Representing the Ideal: The Portrait of the Sanguine in Cesare Ripa’s Iconologia
DOI:
https://doi.org/10.18778/2084-140X.15.11Keywords:
Cesare Ripa, humoral theory, humors, iconographic attributes, Iconologia, sanguineAbstract
This article is the fourth and final in a series of works aimed at contributing to the documentation of the success of the medical theory of individual complexions, derived from the theory of the four humours, through the major work of the Italian humanist Cesare Ripa (1555–1622), the Iconologia. We study the allegory of the sanguine complexion, whose primacy over the other three is explicitly established in medical tradition. We analyze, through the allegorical attributes mentioned in the text (youth, joy, a crown of flowers, a ruddy face tinged with white, a lute, an open book of music, a ram grazing on a cluster of grapes), the way in which Ripa seeks to portray this ideal of health.

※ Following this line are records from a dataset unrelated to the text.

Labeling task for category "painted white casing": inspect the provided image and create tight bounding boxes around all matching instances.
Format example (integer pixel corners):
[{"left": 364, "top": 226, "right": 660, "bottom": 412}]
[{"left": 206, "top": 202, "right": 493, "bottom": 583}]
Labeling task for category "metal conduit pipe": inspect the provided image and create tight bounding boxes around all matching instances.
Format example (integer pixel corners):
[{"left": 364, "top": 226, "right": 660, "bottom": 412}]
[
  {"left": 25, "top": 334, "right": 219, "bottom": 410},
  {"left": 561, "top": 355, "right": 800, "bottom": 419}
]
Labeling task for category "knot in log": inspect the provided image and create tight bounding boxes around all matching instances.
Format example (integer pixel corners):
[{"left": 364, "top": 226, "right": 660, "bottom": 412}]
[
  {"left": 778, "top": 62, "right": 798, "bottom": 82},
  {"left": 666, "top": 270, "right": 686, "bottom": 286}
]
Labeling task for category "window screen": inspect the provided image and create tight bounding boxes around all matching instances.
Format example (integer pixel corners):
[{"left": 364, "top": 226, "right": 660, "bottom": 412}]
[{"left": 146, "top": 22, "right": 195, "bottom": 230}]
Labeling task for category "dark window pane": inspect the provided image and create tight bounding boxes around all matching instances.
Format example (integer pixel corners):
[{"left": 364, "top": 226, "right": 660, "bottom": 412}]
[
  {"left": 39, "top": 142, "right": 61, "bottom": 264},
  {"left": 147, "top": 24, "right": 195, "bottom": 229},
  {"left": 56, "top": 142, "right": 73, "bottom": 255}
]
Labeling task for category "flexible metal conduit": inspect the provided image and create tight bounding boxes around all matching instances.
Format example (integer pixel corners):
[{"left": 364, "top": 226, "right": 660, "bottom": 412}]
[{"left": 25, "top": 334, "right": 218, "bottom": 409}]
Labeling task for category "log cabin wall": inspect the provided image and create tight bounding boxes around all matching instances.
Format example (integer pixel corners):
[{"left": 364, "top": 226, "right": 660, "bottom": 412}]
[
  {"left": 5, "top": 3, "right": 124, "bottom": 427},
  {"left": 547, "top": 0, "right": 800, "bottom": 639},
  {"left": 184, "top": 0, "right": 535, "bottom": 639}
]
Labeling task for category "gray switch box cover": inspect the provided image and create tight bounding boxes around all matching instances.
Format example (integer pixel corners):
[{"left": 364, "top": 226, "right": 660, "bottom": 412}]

We also demonstrate that the author slightly diverges from the medical canon. Firstly, his extensive synthesis of the doctrine leads him to introduce certain pathological dissonances, perceptible in the use of unexpected terms. Secondly, to account for a well-tempered character, he prefers to follow an ancient literary tradition which, nonetheless, maintains very close links with the Hippocratic corpus since its origins. Finally, it appears that the Sanguigno per l’aria contains no new symbolic invention, matching what we previously observed in the Flemmatico and the Malenconico.